Marc-Antoine Lasnier, cidriculteur et maître de chais, se considère chanceux. Sans pour autant lui offrir sur un plateau d'argent l'entreprise qu'ils ont fondée, ses parents lui ont facilité la vie. Avec leur comptable, les Lasnier ont choisi un gel des actions afin que leur fils participe à la plus-value de la PME. Aujourd'hui, l'avenir de Les Vergers de la Colline, PME située à Sainte-Cécile-de-Milton, près de Granby, est assuré.

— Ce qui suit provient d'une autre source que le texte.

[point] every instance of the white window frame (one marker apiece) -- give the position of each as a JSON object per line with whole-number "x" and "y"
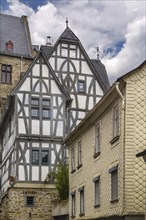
{"x": 79, "y": 154}
{"x": 97, "y": 138}
{"x": 114, "y": 183}
{"x": 73, "y": 159}
{"x": 96, "y": 191}
{"x": 116, "y": 121}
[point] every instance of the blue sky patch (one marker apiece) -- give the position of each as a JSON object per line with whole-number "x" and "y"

Le gel successoral est une méthode de planification fiscale assez commune dans les cas de transferts familiaux. Il permet, à un moment donné, de fixer la valeur des actions d'une entreprise incorporée en transférant la plus-value future des actions aux successeurs choisis.

Bref, il permet de transférer aux personnes choisies (enfants, petits-enfants, employés-clés) la plus-value future des actions de l'entreprise et ainsi reporter l'impôt correspondant. Le gel successoral peut être total ou partiel. Il repose essentiellement sur un jeu de rachat d'actions.

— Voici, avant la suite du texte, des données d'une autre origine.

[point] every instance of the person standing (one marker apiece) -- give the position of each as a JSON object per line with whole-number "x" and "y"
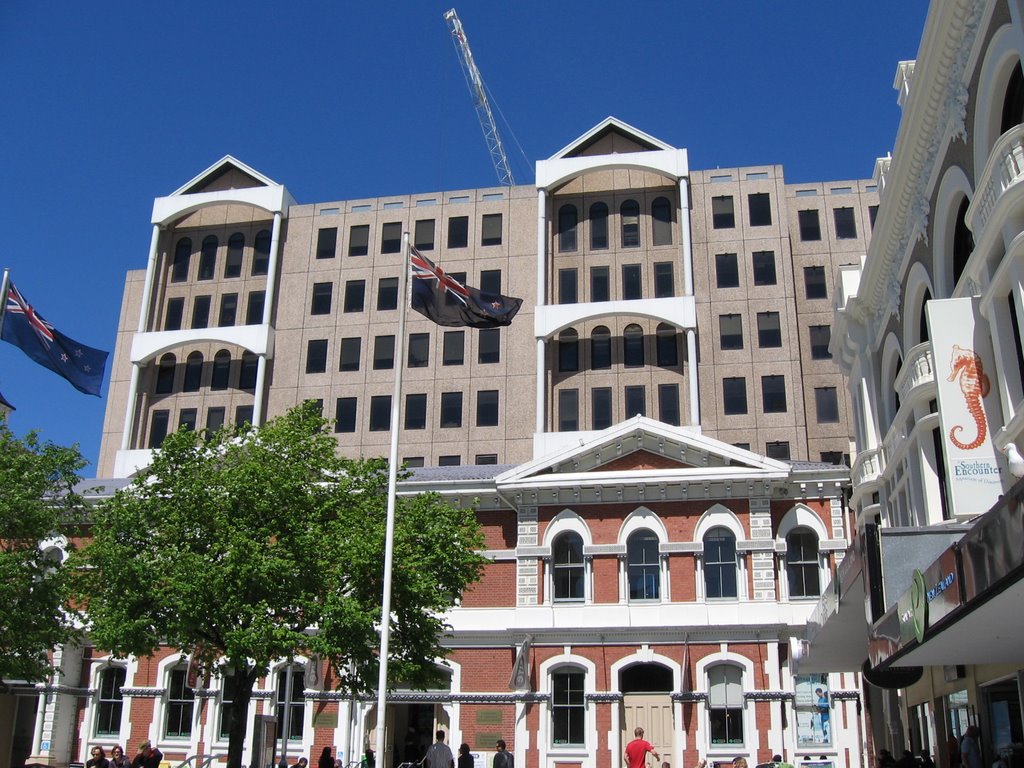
{"x": 636, "y": 751}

L'enfant qui n'a pas nécessairement beaucoup d'argent devant lui a besoin, dans ce cas-ci, d'une plus petite mise de fonds pour racheter les actions du cédant. Et la personne qui vend ses actions est imposée dans une moindre mesure. Elle n'aura toutefois pas droit à l'exonération en gain de capital de 750 000$.

Chez les Lasnier, on en est au deuxième gel des actions. Le premier a eu lieu il y a trois ans lorsqu'il a été décidé que Marc-Antoine serait le successeur de son père Michel et de sa mère Josée. Du coup, le jeune homme a acheté 25% des actions de l'entreprise. Le second gel a eu lieu l'automne dernier, au moment où Josée a décidé qu'elle se départirait de ses actions. Cette opération s'est effectuée ces jours-ci, faisant grimper la participation de Marc-Antoine à 33%.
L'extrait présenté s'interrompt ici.